Серпуховская! Ганза осталась позади!
Он наконец поднял взгляд, но то, что он читал в глазах окружавших его людей, заставило его опять уткнуться взором в пол. Здесь уже была не ухоженная ганзейская территория, он снова окунулся в грязный нищий бедлам, царивший во всем остальном метро, но даже и для него Артем был слишком мерзок. Чудесная броня, спасшая его по дороге, делавшая его невидимым, заставлявшая людей отворачиваться от беглеца и не замечать его, пропускать его через все заставы и посты, теперь опять превратилась в смердящую навозную коросту. Видимо, двенадцать уже пробило.

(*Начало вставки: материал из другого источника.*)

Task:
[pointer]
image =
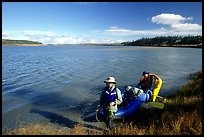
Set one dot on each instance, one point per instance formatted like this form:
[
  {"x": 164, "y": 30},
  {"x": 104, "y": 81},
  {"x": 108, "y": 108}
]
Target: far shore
[
  {"x": 24, "y": 44},
  {"x": 181, "y": 46}
]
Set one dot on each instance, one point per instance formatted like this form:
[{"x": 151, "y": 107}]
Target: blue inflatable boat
[{"x": 131, "y": 106}]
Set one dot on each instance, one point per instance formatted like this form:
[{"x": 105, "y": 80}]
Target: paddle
[{"x": 156, "y": 104}]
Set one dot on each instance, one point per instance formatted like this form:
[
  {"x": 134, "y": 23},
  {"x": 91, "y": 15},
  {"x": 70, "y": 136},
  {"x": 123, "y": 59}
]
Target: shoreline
[
  {"x": 24, "y": 44},
  {"x": 156, "y": 46}
]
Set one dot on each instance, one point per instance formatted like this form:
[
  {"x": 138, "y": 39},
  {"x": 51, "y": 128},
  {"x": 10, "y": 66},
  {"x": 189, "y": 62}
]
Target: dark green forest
[
  {"x": 166, "y": 41},
  {"x": 7, "y": 41}
]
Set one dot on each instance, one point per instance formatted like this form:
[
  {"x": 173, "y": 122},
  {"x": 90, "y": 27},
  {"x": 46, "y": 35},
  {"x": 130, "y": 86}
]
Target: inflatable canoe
[{"x": 131, "y": 106}]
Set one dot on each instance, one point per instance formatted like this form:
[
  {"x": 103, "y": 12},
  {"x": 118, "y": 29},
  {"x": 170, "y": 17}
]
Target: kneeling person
[{"x": 109, "y": 99}]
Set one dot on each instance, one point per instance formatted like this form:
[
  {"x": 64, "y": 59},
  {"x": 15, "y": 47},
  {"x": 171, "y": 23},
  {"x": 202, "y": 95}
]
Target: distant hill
[
  {"x": 195, "y": 41},
  {"x": 8, "y": 41}
]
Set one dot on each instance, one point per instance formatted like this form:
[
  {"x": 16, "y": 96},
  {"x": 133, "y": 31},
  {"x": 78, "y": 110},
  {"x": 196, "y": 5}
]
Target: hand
[{"x": 112, "y": 103}]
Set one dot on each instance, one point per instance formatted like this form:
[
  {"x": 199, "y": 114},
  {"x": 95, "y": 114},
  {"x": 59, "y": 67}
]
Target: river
[{"x": 62, "y": 83}]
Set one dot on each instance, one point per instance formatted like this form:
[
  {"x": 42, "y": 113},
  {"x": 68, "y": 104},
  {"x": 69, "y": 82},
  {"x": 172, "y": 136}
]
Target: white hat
[{"x": 110, "y": 80}]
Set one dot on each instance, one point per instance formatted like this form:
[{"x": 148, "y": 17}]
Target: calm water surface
[{"x": 61, "y": 84}]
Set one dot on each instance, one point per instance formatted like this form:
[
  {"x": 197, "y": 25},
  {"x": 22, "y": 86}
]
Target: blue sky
[{"x": 98, "y": 22}]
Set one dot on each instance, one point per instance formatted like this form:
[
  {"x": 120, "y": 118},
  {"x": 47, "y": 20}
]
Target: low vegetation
[{"x": 182, "y": 115}]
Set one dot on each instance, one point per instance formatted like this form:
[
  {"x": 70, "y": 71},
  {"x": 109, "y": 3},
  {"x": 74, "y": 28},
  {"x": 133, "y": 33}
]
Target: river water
[{"x": 60, "y": 84}]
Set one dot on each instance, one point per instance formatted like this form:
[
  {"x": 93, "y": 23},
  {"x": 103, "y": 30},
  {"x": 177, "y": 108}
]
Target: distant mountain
[
  {"x": 8, "y": 41},
  {"x": 167, "y": 41}
]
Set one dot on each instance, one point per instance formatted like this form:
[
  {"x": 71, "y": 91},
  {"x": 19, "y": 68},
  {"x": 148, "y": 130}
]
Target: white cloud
[
  {"x": 5, "y": 35},
  {"x": 175, "y": 25},
  {"x": 48, "y": 37},
  {"x": 186, "y": 27},
  {"x": 169, "y": 19}
]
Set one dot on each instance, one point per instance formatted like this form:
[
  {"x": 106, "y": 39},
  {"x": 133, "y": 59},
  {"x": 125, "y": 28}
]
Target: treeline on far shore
[
  {"x": 162, "y": 41},
  {"x": 8, "y": 41},
  {"x": 167, "y": 41}
]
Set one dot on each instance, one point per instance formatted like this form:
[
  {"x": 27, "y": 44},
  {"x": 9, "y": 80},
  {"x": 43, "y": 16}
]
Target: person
[
  {"x": 150, "y": 82},
  {"x": 110, "y": 98}
]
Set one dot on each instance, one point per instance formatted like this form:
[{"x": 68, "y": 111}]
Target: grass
[{"x": 182, "y": 115}]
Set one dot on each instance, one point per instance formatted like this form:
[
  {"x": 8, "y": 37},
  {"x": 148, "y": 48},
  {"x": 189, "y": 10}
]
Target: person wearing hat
[
  {"x": 150, "y": 82},
  {"x": 110, "y": 98}
]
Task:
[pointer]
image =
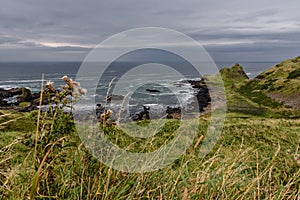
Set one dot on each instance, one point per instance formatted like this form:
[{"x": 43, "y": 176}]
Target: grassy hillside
[
  {"x": 255, "y": 158},
  {"x": 281, "y": 83}
]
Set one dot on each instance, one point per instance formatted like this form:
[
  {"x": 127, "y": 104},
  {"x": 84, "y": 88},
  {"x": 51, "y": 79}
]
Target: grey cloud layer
[{"x": 67, "y": 30}]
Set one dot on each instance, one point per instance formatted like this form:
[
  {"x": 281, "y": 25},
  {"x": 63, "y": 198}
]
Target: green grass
[{"x": 249, "y": 161}]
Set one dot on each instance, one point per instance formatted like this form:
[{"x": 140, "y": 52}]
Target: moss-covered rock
[{"x": 235, "y": 73}]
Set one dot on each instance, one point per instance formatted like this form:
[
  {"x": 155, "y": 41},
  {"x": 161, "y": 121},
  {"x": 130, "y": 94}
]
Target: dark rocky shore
[{"x": 23, "y": 100}]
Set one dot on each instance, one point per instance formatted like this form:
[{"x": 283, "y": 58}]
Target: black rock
[{"x": 142, "y": 115}]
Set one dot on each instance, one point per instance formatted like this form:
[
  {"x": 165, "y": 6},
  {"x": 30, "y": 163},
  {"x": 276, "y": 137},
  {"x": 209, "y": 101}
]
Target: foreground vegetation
[{"x": 255, "y": 158}]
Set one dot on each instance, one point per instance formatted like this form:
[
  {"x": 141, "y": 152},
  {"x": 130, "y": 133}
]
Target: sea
[{"x": 28, "y": 74}]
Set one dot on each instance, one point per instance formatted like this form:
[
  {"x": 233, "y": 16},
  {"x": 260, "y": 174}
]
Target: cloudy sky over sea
[{"x": 234, "y": 30}]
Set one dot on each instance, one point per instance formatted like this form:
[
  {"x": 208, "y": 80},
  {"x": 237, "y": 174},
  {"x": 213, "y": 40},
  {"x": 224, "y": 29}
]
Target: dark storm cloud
[{"x": 67, "y": 30}]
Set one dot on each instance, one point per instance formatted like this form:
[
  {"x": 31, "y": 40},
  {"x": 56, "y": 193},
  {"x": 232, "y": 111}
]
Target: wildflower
[
  {"x": 82, "y": 91},
  {"x": 297, "y": 160},
  {"x": 50, "y": 87}
]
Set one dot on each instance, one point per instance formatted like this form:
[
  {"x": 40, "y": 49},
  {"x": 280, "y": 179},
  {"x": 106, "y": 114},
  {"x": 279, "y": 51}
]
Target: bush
[{"x": 294, "y": 74}]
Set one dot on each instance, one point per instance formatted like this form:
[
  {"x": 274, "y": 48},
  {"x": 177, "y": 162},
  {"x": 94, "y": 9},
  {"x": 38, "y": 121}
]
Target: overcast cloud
[{"x": 66, "y": 30}]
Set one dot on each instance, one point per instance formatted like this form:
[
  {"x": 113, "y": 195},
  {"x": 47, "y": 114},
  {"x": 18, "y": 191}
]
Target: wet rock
[
  {"x": 142, "y": 115},
  {"x": 173, "y": 113}
]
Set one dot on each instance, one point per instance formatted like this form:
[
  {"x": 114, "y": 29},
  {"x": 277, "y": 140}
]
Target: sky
[{"x": 67, "y": 30}]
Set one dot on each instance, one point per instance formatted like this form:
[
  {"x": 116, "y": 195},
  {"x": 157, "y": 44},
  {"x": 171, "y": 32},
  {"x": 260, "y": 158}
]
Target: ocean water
[{"x": 28, "y": 74}]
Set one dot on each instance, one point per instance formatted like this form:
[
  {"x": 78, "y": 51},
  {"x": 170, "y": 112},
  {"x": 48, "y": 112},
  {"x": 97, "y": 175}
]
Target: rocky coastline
[{"x": 24, "y": 100}]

Теперь, когда прошло первое ликование, та чужая, словно взятая взаймы сила, что заставляла его упрямо идти через перегон от Павелецкой к Добрынинской, разом исчезла и оставила его наедине с самим собой, голодным, смертельно усталым, не имеющим за душой ничего, источающим непереносимое зловоние, все еще несущим следы побоев недельной давности.
Нищие, рядом с которыми он присел к стене, решив, что теперь такой компании он больше может не чураться, с чертыханиями расползлись от него в разные стороны, и он остался совсем один.